The US-led military coalition, which is purportedly fighting the Daesh Takfiri terrorist group in Syria, has used white phosphorus munitions in a bombing raid against an area in Syria’s eastern province of Dayr al-Zawr, local media say.
Syria’s official news agency SANA, citing local sources, reported on Saturday that US-led military aircraft conducted a bombing attack with white phosphorus munitions on the farmlands of the town of Baghouz in the volatile province.
The US-led coalition and the so-called Syrian Democratic Forces (SDF), which is supported by Washington, claim that they are fighting against the Daesh militants in the Arab country and that Baghouz, which is the last pocket of territory controlled by remnants of the terror group, is constantly under their fire and expected to be liberated soon.
The flashpoint town is located in the eastern Euphrates River region.
The US-led coalition has been conducting airstrikes against what are said to be Daesh targets inside Syria since September 2014 without any authorization from the Damascus government or a UN mandate. Washington has long been providing the SDF -- a predominantly Kurdish alliance of militants -- with arms and militants, calling them a key partner in the purported fight against Daesh.

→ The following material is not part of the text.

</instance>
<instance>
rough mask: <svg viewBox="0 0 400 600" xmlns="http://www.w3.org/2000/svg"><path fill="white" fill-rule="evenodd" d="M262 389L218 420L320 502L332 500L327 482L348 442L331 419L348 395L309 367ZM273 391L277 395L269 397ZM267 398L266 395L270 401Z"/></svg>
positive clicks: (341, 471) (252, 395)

The so-called US coalition has in several occasions used internationally banned white phosphorous against various positions in the Arab country, particularly in Dayr al-Zawr province, drawing condemnations from Damascus.
On November 5 last year the US-led warplanes used white phosphorus bombs against Hajin, located some 110 kilometers east of the provincial capital city of Dayr al-Zawr, Sana reported.

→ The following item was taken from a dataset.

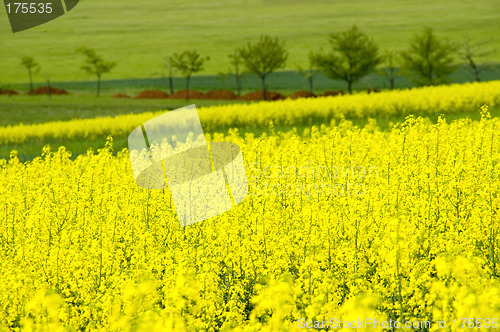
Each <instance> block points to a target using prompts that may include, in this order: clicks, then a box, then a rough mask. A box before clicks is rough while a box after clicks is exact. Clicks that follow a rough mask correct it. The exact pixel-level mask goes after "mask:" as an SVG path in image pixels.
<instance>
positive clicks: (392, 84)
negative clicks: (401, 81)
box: [378, 51, 399, 90]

On October 13, SANA also reported that the US-led coalition had dropped internationally-banned white phosphorus bombs on Hajin. On September 8, two F-15 warplanes of the US Air Force targeted the same Syrian town with white phosphorous bombs.
In June 2017, Human Rights Watch (HRW) warned that the US-led coalition was deploying white phosphorous bombs in both Iraq and Syria.
On Friday, the Organization for the Prohibition of Chemical Weapons (OPCW) said in a report that chlorine was likely used in a suspected gas attack in Syria's Douma in April 2018.
The use of chlorine by foreign-backed terrorists is a long-known fact, while nerve agents are usually attributed to the Syrian government which surrendered its entire chemical stockpile in 2013.
The chemical weapons watchdog, however, did not assign blame for the incident on a Douma suburb last year.
The Douma attack occurred at a time when the Syrian army was about to win the battle against the foreign-backed militants there. Witnesses said at least 43 people were killed in the incident.
However, Western states were quick to blame Damascus for the attack, which the Syrian government strongly rejected.
One week after the suspected gas attack, the US, Britain and France launched a coordinated missile strike against sites and research facilities near Damascus and Homs.
Syria and its allies, including Russia and Iran, saw the attack as a bid to prop up terrorists, faulting the invaders for ignoring Syria's repeated requests for an international probe into the incident.
Since March 2011, the Arab country has been gripped by a militancy that has largely wound down.